The result dicts from direct mapping use provenance = "affro_direct".

Stage 2 — run_affro_(raw_aff_string)

File: core.py

The core matching logic, applied after (or instead of) direct_mapping.

Step 2.1 — normalization of `raw_aff_string`

File: helpers/functions.py

A lightweight, fast normalization pass that produces a single flat string key used for dix_name lookup.
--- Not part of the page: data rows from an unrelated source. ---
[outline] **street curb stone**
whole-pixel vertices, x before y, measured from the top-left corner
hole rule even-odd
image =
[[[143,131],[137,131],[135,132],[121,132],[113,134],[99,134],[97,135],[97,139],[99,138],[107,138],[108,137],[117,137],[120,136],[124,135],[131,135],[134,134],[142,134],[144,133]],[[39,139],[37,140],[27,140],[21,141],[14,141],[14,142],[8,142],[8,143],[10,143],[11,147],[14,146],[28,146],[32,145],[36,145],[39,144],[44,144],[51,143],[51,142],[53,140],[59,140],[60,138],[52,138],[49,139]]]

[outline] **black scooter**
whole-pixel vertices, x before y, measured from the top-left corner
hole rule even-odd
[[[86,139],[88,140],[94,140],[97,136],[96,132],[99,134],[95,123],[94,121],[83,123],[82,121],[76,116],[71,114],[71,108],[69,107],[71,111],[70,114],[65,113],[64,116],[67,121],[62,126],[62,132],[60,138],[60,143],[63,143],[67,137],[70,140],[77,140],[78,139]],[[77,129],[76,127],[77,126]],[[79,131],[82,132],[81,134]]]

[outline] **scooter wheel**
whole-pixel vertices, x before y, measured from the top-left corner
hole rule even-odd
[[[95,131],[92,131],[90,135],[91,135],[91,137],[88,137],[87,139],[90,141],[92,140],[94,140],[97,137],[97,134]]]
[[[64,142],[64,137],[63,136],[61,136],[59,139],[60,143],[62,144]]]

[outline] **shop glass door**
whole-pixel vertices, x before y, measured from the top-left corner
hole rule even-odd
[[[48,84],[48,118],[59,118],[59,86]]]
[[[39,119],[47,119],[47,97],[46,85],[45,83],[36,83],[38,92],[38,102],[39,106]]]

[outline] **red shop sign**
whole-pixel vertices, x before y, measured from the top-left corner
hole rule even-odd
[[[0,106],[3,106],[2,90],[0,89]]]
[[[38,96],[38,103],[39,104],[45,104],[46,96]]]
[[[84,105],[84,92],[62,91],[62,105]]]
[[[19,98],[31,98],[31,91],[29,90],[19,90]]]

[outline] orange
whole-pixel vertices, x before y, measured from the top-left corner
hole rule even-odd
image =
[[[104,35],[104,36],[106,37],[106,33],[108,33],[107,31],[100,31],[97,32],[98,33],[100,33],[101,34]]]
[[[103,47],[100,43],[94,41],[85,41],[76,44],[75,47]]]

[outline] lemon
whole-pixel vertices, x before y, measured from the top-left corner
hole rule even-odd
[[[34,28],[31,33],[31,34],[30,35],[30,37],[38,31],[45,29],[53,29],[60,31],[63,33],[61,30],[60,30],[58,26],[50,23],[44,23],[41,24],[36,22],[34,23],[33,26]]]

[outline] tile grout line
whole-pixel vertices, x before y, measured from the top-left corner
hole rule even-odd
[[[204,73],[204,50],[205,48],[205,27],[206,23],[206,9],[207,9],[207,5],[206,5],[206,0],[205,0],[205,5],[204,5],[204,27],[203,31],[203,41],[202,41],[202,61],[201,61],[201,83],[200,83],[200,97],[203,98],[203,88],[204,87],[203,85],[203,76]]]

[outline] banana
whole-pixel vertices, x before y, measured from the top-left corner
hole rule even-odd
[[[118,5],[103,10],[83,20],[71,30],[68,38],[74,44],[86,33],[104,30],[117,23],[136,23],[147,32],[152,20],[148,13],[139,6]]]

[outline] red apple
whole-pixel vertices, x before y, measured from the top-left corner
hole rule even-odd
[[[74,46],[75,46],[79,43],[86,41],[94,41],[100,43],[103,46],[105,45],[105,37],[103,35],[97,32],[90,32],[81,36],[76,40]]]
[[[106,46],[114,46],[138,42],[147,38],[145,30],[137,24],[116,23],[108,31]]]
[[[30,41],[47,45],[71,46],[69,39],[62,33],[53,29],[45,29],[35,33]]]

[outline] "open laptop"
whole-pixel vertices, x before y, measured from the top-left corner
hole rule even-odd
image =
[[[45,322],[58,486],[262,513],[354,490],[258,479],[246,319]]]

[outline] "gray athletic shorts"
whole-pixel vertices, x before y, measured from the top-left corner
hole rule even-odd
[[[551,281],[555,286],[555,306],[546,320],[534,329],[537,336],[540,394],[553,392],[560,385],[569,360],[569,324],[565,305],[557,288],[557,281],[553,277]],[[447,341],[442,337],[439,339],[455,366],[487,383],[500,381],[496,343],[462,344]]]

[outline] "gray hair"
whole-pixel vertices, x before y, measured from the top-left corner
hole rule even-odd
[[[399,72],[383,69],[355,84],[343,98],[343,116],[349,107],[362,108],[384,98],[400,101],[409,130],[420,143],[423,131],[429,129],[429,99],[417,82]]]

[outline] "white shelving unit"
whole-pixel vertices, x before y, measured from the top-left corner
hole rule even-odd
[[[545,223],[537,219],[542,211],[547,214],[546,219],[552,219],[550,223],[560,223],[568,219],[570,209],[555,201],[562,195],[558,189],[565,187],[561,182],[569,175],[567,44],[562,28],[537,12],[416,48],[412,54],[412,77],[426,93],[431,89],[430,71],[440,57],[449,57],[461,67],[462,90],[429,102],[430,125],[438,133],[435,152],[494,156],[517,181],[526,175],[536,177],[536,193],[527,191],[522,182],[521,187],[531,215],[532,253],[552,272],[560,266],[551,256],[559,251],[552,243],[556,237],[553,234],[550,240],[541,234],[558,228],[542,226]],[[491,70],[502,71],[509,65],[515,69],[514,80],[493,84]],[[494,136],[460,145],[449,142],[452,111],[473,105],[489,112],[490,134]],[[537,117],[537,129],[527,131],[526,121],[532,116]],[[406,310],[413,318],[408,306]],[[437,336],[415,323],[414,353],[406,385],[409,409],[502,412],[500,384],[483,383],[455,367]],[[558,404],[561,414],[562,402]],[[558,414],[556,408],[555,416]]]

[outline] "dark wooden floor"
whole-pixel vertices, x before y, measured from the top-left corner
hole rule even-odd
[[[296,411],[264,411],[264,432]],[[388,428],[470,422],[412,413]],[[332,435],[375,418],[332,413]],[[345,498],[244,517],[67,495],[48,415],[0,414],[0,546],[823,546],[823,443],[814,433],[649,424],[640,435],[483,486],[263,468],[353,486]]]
It does not segment the affiliation — that is left for the algorithm path.

Main transformations applied (in order):

Step	Transformation
1	`unidecode` (remove accents / transliterate)
2	`process_parentheses` (keep parens with univ/hospital; drop others)
3	`replace_comma_spaces`, `replace_double_consonants`, `replace_underscore`
4	Lowercase, `replace_roman_numerals`, `remove_stop_words`
5	Remove non-alphanumeric except `,;/:.−`
6	`remove_multi_digit_numbers`
7	Replace `:`, `;`, `/`, `—` → `,`
8	`normalize_organization_names` (stem `university` → `univer`, `institution` → `instit`, etc.)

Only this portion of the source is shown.